Oxford City Council is searching for more volunteers to help maintain and improve Oxford’s green and blue spaces (rivers, canals, lakes and other water areas).
The City Council is part of the Green & Blue Space Network, which was set up in 2013 and includes councils, universities, wild trusts and NGOs (please see full list below). One of its priorities is to improve access to the City’s green spaces while protecting and enhancing them.
Now the City Council is looking for volunteers to attend regular working groups or to help out. Partners also need volunteers who can improve habitats, restore boundaries and water frontages, carry out species and visitor surveys and support the organisations in many other ways.

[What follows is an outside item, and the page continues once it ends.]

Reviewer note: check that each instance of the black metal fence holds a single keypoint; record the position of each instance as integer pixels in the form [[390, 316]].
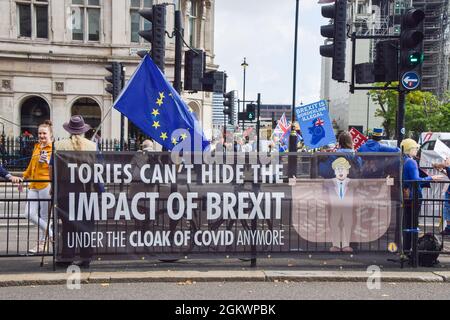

Councillor Linda Smith, Oxford City Council Executive Board Member for Leisure, Parks and Sports said: "We teamed up with other key stakeholders to improve public open spaces and increase access to it for residents. A lot has been achieved already, but so much more could be done if more local people volunteered their time. Volunteering in this way makes a practical contribution to improving our local environment for the benefit of the whole community at the same time as being a fantastic way to enjoy some of the very special natural environments within our city."
Ian Brookes Oxford City Council’s Head of Community Services added: “We find the network an excellent way to work with our partners to improve the city’s green spaces. At present we are working on how we can improve access, quality and better promote some of the city’s less well known green spaces.”
Every Thursday, Oxford Countryside Rangers, consisting of between 8-12 volunteers and Oxford City Councils Countryside Volunteer Coordinator visit sites across the city and undertake land management tasks across Oxford City Council sites. In return, volunteers gain practical conservation experience, meet new people, get fit and spend time in the great outdoors. All levels of experience are welcome. Tasks are very varied with something for everyone to get involved with. All training and safety equipment is provided along with refreshments.
Neil Clennell Head of Conservation and Education (Oxfordshire) at Berkshire, Buckinghamshire and Oxfordshire Wildlife Trust (BBOWT) said: “This is an excellent initiative that brings together organisations with a professional or social interest in the green and open spaces in and around the city. The network allows partners to identify areas of common ground and facilitates collaboration to improve the quality and value of Oxford’s green and blue infrastructure for both people and nature”.
The Green & Blue Spaces Network has seen the development of working groups focussing on improving the rare fenland across Rivermead Nature Park in Rose Hill, Lye Valley in Headington and Chilswell Valley near South Hinksey.